После окончания сценки до зрителей из-за занавеса донеслись крики. Это мальчики крайне эмоционально обсуждали случившееся: Ральф ругал Джо, тот оправдывался, сваливая вину на Грифа, который, мол, начал его щекотать, вот он и не выдержал. Но вскоре все смолкло, и занавес вновь открылся для показа следующей живой картины.

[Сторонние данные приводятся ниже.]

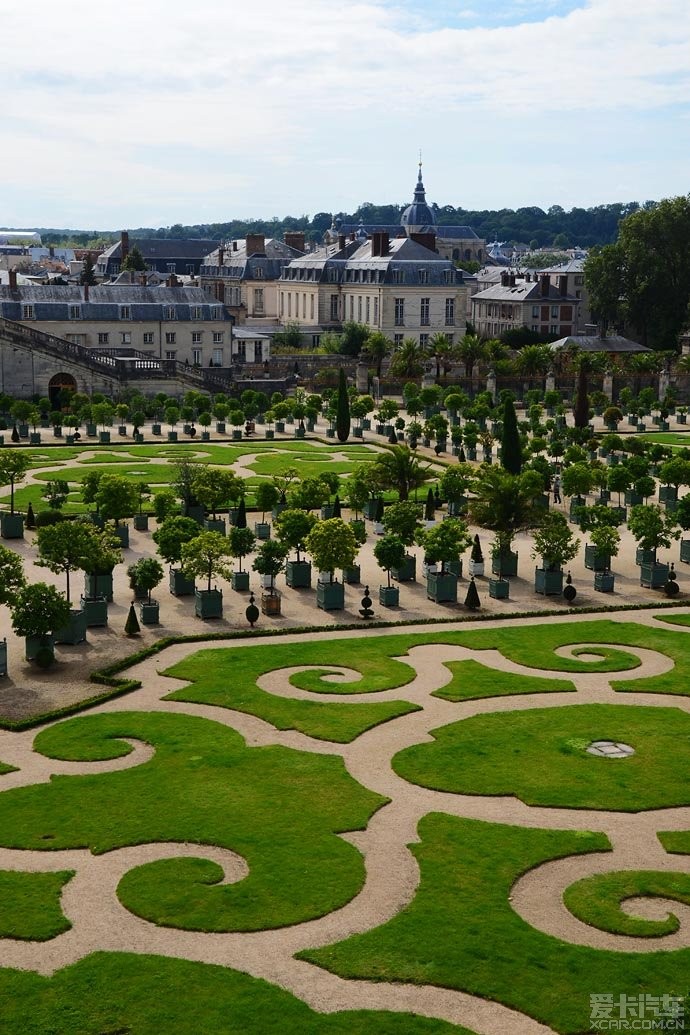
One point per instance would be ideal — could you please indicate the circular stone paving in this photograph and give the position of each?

Девочки решили напомнить, сколь значительный вклад в события, которым был посвящен сегодняшний праздник, внесли героические и самоотверженные женщины. Часто ведь получалось, что о них забывали, воспевая подвиг одних лишь мужчин. Живая картина носила название «Дочери Свободы». [59] Несколько юных актрис сидели за тонконогим паукообразным столиком. Все они были в нарядах времен молодости своих прабабушек: в больших чепцах, платьях из ткани в цветочек и высоких ботинках на каблуке-рюмочке. Держа в руках чайные чашки, молодые барышни из светского общества обсуждали недавно введенный налог на чай и давали друг другу торжественное обещание никогда больше не пить этого напитка, пока налог не будет отменен. Встав со своего места, Молли, судя по ее горящему взгляду, провозгласила тост: «Свобода навечно и да падут тираны!» Ее соратницы чокаются друг с другом чашками. Они готовы сразиться за независимость своей страны. Мэри на правах хозяйки дома тянется к старинному чайнику, на котором крупными буквами написано: «Шалфей», чтобы наполнить чашки своих патриотичных подруг для нового тоста.

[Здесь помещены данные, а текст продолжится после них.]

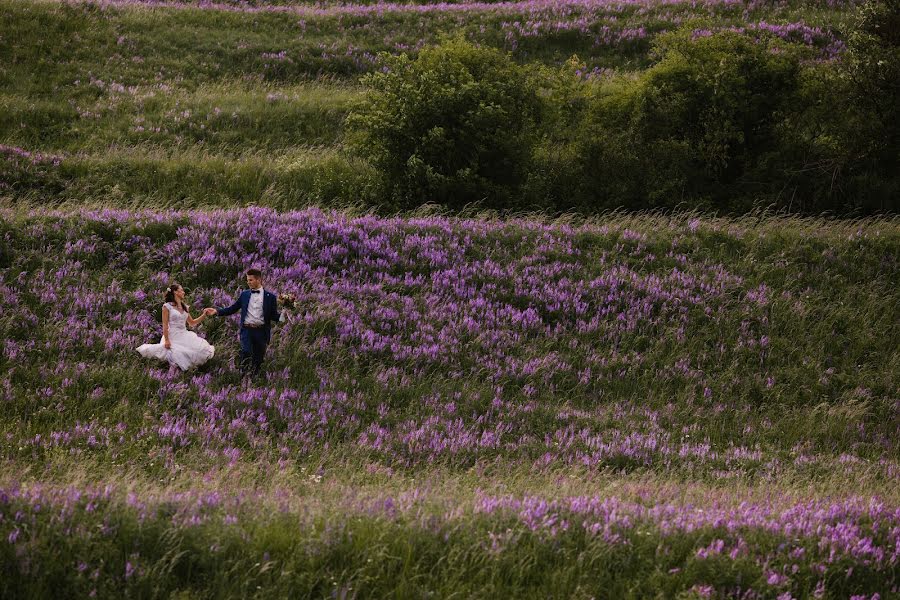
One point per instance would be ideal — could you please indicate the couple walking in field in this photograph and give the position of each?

Занавес опустился под шквал аплодисментов, но через мгновенье снова поднялся. Это родители никак не могли налюбоваться на своих хорошеньких дочерей, до того те предстали перед ними очаровательными в одежде столетней давности. Нескончаемые овации сопровождали звуки шотландской песни «Старое доброе время», [60] очень к месту выбранной Эдом в качестве этакого деликатного намека на то, что наши праматери достойны благодарной памяти потомков не меньше, чем наши праотцы.

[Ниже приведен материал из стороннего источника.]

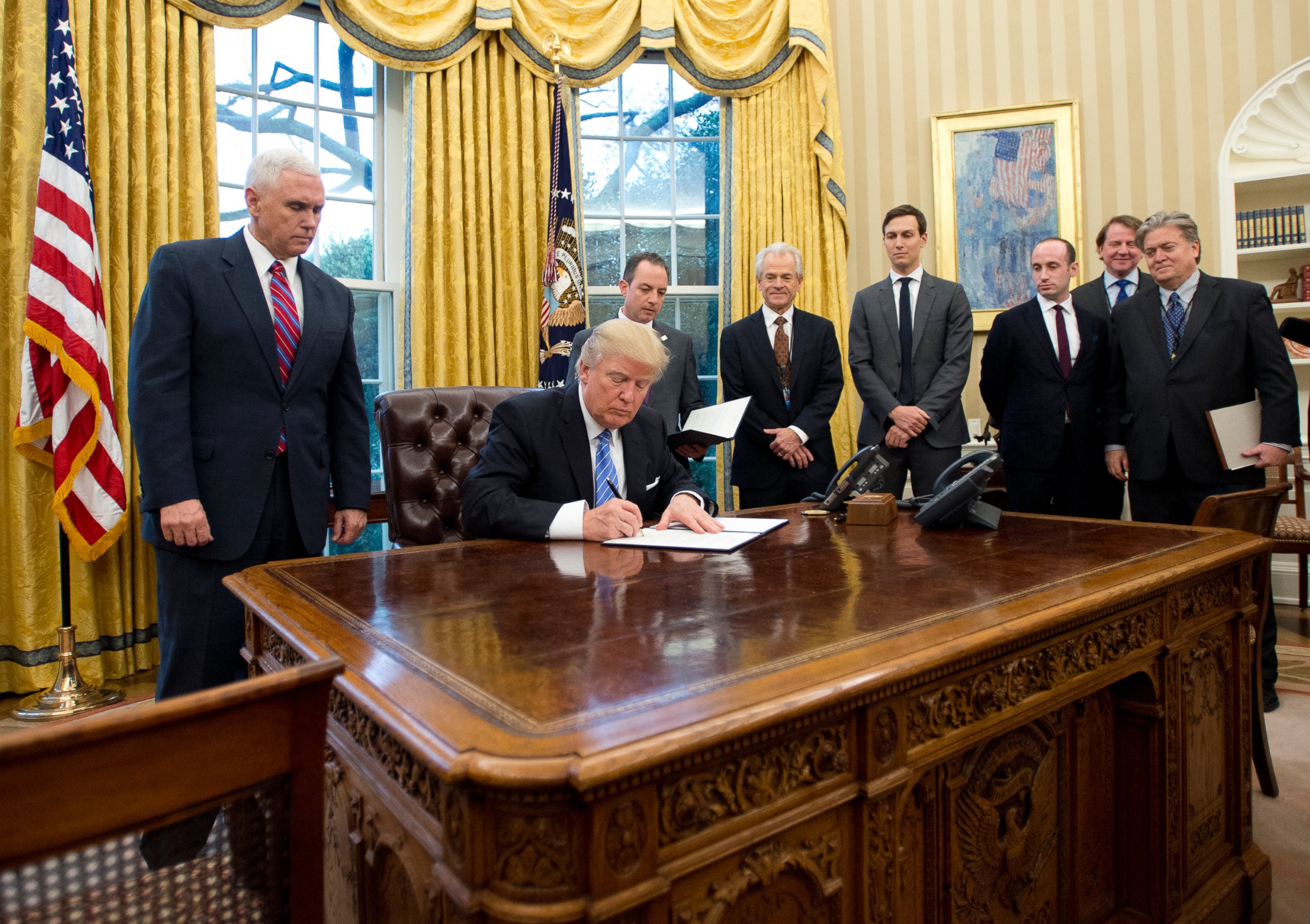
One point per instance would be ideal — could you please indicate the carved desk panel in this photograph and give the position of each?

Еще во время картины, посвященной Бостонскому чаепитию, благодаря доносившимся из-за кулис грохоту, клацанью и металлическому лязгу стало очевидно, что следующая картина будет военной. Так и случилось. Несколько минут спустя юные актеры предприняли попытку воссоздать на сцене живописное полотно «Капитуляция лорда Корнуоллиса под Йорктауном». [61] Ах, какой же цветник предстал перед взглядом изумленной публики! На маленькой площади сцены обнаружилась сногсшибательная концентрация самых известных участников. Войны за независимость, среди которых зрители увидели знаменитых генералов: Лафайета, [62] Костюшко [63] и Рошамбо. [64] Возглавлял этот потрясающий отряд, конечно же, Джордж Вашингтон. Все генералы красовались в великолепных военных мундирах и, разумеется, с непременными шпагами, которые явно служили предметом гордости всей их жизни.

Началась картина со звуков военного марша, который исполняли флейтист и барабанщик. Под эту музыку на сцену вышел Корнуоллис. Он выглядел страшно расстроенным, но полным мужественного смирения. Отдав победителям шпагу, он отошел в сторону и стоял там, отведя глаза, в то время как его побежденная армия маршировала мимо своего генерала, складывая оружие у ног Вашингтона.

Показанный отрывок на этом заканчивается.